Oct 10 2008
10:18AM
EDT
IBM and Lessons from the Great Depression
Kevin Maney writes: IBM has a habit of being a beacon during economic calamity. Of course, its earnings yesterday helped everyone feel for at least a moment that the world wasn't coming to an end. But that pales in comparison to IBM's feat during the Great Depression. Hopefully, we'll see more of the same from the company.
I know about this because I wrote a book about the guy who built IBM, Thomas Watson Sr., titled The Maverick and His Machine. (Earlier this week, blogger Ed Cone picked up on the connection between IBM then and now.)
IBM may seem pretty staid today, but Watson was actually quite the gambler. As the Depression killed off IBM customers and forced others to cut back on orders, Watson pledged that he would not shut a single factory or lay off a single worker. In fact, he recognized that while his competitors were down, he could make investments that would better position IBM when the economy turned around.

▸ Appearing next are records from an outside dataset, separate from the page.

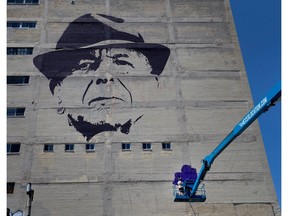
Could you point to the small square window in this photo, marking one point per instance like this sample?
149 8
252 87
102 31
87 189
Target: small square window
10 187
126 147
17 79
69 147
166 146
13 148
48 147
146 146
19 50
90 147
15 112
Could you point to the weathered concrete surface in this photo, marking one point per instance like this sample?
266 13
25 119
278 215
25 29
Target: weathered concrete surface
201 94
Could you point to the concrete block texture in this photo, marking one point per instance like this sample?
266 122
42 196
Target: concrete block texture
192 99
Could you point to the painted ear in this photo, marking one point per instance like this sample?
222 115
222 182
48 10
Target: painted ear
58 94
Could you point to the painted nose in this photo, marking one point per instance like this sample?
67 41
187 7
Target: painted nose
104 81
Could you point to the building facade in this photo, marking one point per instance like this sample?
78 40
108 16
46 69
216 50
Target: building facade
107 99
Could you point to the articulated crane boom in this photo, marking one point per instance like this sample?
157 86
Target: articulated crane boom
191 187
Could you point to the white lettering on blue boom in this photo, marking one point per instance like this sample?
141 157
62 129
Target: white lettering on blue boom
253 112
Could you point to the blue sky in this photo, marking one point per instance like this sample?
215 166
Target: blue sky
258 24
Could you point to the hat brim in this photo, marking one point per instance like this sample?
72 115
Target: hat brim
60 63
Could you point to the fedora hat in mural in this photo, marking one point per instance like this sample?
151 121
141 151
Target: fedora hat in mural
86 33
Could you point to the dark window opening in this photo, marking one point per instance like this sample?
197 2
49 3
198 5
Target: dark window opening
13 148
90 147
18 79
15 24
166 146
19 50
146 146
48 147
69 147
15 112
126 146
10 187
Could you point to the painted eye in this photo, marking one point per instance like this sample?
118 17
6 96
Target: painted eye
122 62
84 66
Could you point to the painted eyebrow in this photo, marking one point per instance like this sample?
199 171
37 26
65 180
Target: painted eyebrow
120 62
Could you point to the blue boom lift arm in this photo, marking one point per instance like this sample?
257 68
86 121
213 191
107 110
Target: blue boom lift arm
268 101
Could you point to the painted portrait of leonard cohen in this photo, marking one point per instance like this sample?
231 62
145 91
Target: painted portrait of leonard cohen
82 50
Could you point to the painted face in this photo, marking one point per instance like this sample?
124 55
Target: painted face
98 86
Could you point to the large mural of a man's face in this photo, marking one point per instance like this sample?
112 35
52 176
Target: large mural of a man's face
82 51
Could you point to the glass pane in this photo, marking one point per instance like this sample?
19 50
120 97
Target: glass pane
20 111
15 148
17 79
11 111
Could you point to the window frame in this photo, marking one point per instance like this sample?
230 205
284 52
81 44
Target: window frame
166 146
10 187
10 146
17 80
69 145
126 146
24 2
47 148
21 24
17 112
88 149
12 51
145 146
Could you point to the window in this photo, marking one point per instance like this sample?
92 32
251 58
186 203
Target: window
166 146
17 79
48 147
22 1
69 147
15 112
13 148
19 50
146 146
126 147
14 24
10 187
90 147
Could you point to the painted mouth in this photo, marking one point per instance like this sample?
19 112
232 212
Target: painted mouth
101 99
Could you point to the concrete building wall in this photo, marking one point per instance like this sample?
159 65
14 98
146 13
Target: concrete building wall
196 101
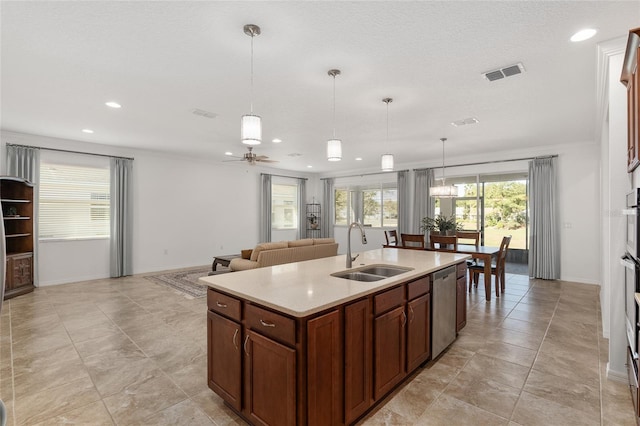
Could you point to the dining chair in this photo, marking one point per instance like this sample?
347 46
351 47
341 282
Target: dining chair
498 269
391 237
412 241
443 242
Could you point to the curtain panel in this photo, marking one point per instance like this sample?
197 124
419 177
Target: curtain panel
424 205
265 208
302 211
544 244
404 200
328 210
24 162
121 209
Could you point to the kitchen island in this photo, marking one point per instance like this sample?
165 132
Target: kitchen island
292 344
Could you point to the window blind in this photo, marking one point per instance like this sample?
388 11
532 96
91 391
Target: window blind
74 202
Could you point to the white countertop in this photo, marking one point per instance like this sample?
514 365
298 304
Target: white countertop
304 288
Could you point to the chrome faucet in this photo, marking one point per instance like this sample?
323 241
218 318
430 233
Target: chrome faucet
364 241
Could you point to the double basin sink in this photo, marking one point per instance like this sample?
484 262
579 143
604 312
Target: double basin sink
372 273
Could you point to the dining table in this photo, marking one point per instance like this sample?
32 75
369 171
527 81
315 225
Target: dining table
484 253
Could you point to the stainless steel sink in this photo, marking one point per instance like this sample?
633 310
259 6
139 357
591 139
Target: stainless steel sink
372 273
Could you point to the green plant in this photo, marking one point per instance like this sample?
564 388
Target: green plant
439 223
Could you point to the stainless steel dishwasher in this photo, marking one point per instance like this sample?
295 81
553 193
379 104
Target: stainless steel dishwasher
444 310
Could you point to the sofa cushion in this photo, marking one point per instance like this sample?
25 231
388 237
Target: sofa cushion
267 246
301 243
317 241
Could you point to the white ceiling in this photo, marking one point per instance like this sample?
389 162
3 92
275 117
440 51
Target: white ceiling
61 61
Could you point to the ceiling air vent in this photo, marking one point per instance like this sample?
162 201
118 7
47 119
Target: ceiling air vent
504 72
203 113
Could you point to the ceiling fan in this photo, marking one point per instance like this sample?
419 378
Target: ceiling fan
252 158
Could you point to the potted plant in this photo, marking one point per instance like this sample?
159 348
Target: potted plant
313 221
443 224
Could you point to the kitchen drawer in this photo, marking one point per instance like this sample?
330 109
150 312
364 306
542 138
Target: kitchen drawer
461 269
271 324
223 304
388 300
418 287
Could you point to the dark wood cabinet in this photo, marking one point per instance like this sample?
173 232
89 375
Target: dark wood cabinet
389 355
324 370
418 331
269 381
16 198
224 346
631 79
357 359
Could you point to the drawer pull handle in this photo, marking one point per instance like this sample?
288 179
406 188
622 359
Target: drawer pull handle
235 342
267 324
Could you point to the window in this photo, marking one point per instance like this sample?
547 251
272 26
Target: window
284 206
377 206
74 202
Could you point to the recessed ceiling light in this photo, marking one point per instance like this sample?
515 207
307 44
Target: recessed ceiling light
583 35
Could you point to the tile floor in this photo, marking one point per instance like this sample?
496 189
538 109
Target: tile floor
128 351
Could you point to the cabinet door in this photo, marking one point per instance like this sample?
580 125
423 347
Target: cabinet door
224 358
461 303
324 370
418 343
357 359
270 381
389 345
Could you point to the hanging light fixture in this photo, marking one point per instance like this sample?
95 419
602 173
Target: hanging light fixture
334 146
251 124
443 191
386 161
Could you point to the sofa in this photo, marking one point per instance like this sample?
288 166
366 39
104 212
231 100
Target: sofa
278 253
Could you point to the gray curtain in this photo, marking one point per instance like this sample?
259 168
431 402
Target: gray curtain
327 213
121 241
404 200
265 208
544 246
302 212
24 162
424 205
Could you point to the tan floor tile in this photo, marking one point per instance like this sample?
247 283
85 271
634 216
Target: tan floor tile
138 401
447 411
485 393
186 413
94 414
40 406
564 391
501 371
511 353
533 410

In 1932, he announced that IBM would spend $1 million -- an enormous sum for the company then -- to build a stand-alone R&D lab in Endicott, N.Y. Every competitor at the time was slicing R&D. Watson added employees and expanded factory capacity. If no one was ordering IBM punch-card machines, Watson told the factories to keep making machines and spare parts and store them in warehouses.
As sales stalled, this put enormous financial pressure on IBM. Investors started pitching a fit. In 1932, IBM shares fell to 1921 levels. The board of directors started discussing firing Watson, but he held them off. As the late, great Peter Drucker told me about Watson, "He didn't know how close he'd come to collapse."
In 1935, Watson's stubbornness paid off. That year, FDR signed the Social Security Act, instantly creating enormous demand for data processing machines. The government needed them to process claims and companies needed them to gather and send information to the government. IBM had been stockpiling machines and investing in new technologies, while competitors had shut factories and stopped R&D. IBM cleaned up -- and in fact that moment was the slingshot that allowed IBM to utterly dominate the IT industry for the next 50 years.
In the process, Watson got rich during the worst economic despair in U.S. history. In the late-1930s, he was one of the highest-paid Americans, making more than $350,000 a year -- more than $5.2 million in today's dollars.
If today's executives remember that lesson, we'll get out of this economic jam a whole lot sooner.